Ihor Kulias, especialista em mídia que monitora a Telemaratona para a Detector Media, disse que, durante a maior parte de 2023, os participantes do programa usaram uma linguagem que enfatizava “a eficácia e habilidade das forças ucranianas”, enquanto as forças russas foram “descritas como estando em um estado de pânico, sofrendo perdas significativas e rendendo-se em massa”.
Era “uma realidade completamente diferente” da situação real no terreno, disse Kulias.
Olena Frolyak, apresentadora de TV ucraniana que trabalha para a StarLight Media, negou que o programa tenha analisado a situação através de “óculos cor-de-rosa”. Mas ela acrescentou que os bombardeios e os acontecimentos na linha de frente não são relatados até que o governo os comunique. “Temos que esperar pela posição oficial”, disse ela.
Kulias disse que alguns canais adoptaram uma forma de “autocensura” na sua cobertura. Ele acrescentou, no entanto, que Suspilne é um raro exemplo de canal que manteve em grande parte uma linha editorial independente, convidando críticos de Zelensky como convidados e desafiando declarações oficiais.
Ainda assim, o número de ucranianos que afirmam confiar na Telemaratona caiu drasticamente ao longo do tempo, de 69 por cento em Maio de 2022 para 43 por cento no mês passado, de acordo com um estudo. pesquisa recente do Instituto Internacional de Sociologia de Kiev. Outro estudo mostrou que mais de dois quintos dos ucranianos afirmam apoiar o fim do programa.
Muitos críticos dizem que a Telemaratona está agora fazendo mais mal do que bem.
“Tem um lado perigoso, cria uma visão optimista da situação e depois leva à decepção”, disse Yaroslav Yruchyshyn, chefe da comissão do parlamento ucraniano para a liberdade de expressão, que questionado publicamente a eficácia da transmissão de notícias este mês.
Yruchyshyn e especialistas em meios de comunicação disseram temer que o programa tenha cegado as pessoas para o fato de que a guerra se arrastaria e exigiria mais sacrifícios. A Ucrânia está atualmente a lutar para recrutar soldados e há críticas crescentes de que as pessoas que vivem longe das linhas da frente estão a começar a esquecer o conflito.

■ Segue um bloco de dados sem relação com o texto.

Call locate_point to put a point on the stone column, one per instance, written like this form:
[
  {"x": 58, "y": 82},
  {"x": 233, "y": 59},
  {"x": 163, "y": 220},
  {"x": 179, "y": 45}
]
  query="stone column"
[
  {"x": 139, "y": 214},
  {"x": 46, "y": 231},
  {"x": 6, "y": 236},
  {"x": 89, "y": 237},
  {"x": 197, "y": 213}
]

“Precisamos de informações sólidas e equilibradas que a nossa sociedade possa analisar e a partir das quais as pessoas possam tomar decisões”, disse Yruchyshyn.
Outra preocupação é que a Telemaratona se tenha transformado numa operação de relações públicas para Zelensky, que continua a ser a figura política de maior confiança na Ucrânia, mas que viu os seus índices de aprovação diminuírem nos últimos meses.
Os números compilados por Kulias mostram que os membros do Servo do Povo, o partido de Zelensky, representaram mais de 68 por cento dos convidados políticos do programa em 2023, com esta proporção a aumentar constantemente ao longo do ano. O Servo do Povo controla metade dos assentos no Parlamento.
“É como um ponto de vista unânime”, disse Andrii Khantil, um advogado de 41 anos, sobre a Telemaratona numa noite recente perto da Golden Gate, um portal reconstruído que marcava a entrada de Kiev na época medieval. “Não é realmente o que precisamos. Não é útil.”
Bogutsky, chefe da StarLight Media, disse que seus canais estão trabalhando para melhorar a diversidade dos convidados. “A Telemaratona por si só não pode moldar” a opinião das pessoas, disse ele, acrescentando que plataformas sociais como o Telegram – às quais a maioria dos ucranianos recorre para obter actualizações sobre a guerra por parte de soldados e analistas militares – são muito mais influentes.
À medida que a guerra se arrasta, Romaniuk, do Instituto de Informação de Massa, disse que a Telemaratona teve que mudar para evitar imitar o que foi originalmente concebido para combater: a propaganda russa.
“Você não quer ser como a Rússia”, disse Romaniuk. “Devíamos pensar em defender a democracia em tempos de guerra.”